We got to the store and it was full of schlocky Christmas stuff, from tinsel to “cherry lights” (lights with fake holly leaves attached) to candles, ornaments, and plastic nativity scenes. The store also had the trees. Indian ones were cheapest, starting at about 500 Rupees. The imported ones from Dubai were pricier.
Artificial trees from a (mostly) tropical country or a desert country: so hard to decide! The big ones were adequate, but in all the trees were a real sorry lot. We had one of the salesmen show us how the trees were set up. He went to grab an Indian model and it separated in two. Then, we had him unpack one of the big Dubai trees. It consisted of green-fringed metal rods that snapped into place, then folded down to form branches. Again, the trees weren’t even filled out. You’d think with all the Bollywood movies set in Switzerland that someone would know what a healthy pine or spruce looked like.

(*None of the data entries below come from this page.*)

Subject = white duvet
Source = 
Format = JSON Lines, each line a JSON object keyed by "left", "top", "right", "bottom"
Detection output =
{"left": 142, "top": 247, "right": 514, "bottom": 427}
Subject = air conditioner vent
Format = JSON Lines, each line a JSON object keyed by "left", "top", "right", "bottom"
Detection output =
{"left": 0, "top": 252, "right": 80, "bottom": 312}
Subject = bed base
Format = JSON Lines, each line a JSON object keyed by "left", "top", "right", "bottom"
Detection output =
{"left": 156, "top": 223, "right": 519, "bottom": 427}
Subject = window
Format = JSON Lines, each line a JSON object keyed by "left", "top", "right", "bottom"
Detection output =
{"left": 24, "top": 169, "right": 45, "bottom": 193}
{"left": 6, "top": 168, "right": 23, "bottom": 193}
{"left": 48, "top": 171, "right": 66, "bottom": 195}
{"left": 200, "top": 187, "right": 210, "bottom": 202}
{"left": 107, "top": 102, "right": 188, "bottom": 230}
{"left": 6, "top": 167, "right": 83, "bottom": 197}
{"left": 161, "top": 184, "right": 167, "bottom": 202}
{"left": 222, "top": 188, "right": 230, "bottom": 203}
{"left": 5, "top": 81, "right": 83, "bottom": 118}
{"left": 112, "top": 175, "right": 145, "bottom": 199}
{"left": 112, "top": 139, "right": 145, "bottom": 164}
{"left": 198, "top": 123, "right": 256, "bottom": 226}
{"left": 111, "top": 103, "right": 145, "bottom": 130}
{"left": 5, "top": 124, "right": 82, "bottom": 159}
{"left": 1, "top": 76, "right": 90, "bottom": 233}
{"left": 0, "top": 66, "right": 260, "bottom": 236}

Given our disappointment with the selection, we bargained hard. Well, not that hard. We were willing to pay 600 Rs total for an Indian five-footer tree and some lights. The guy wouldn’t budge less than 850. So, we walked. No tree. No lights.
We tried one more place after that: another nursery on Napean Sea Road. They had some short, fir-like needle trees, but nothing with branches that could hold an ornament. Guess we’ll have to make do with poinsettias and crotons this year.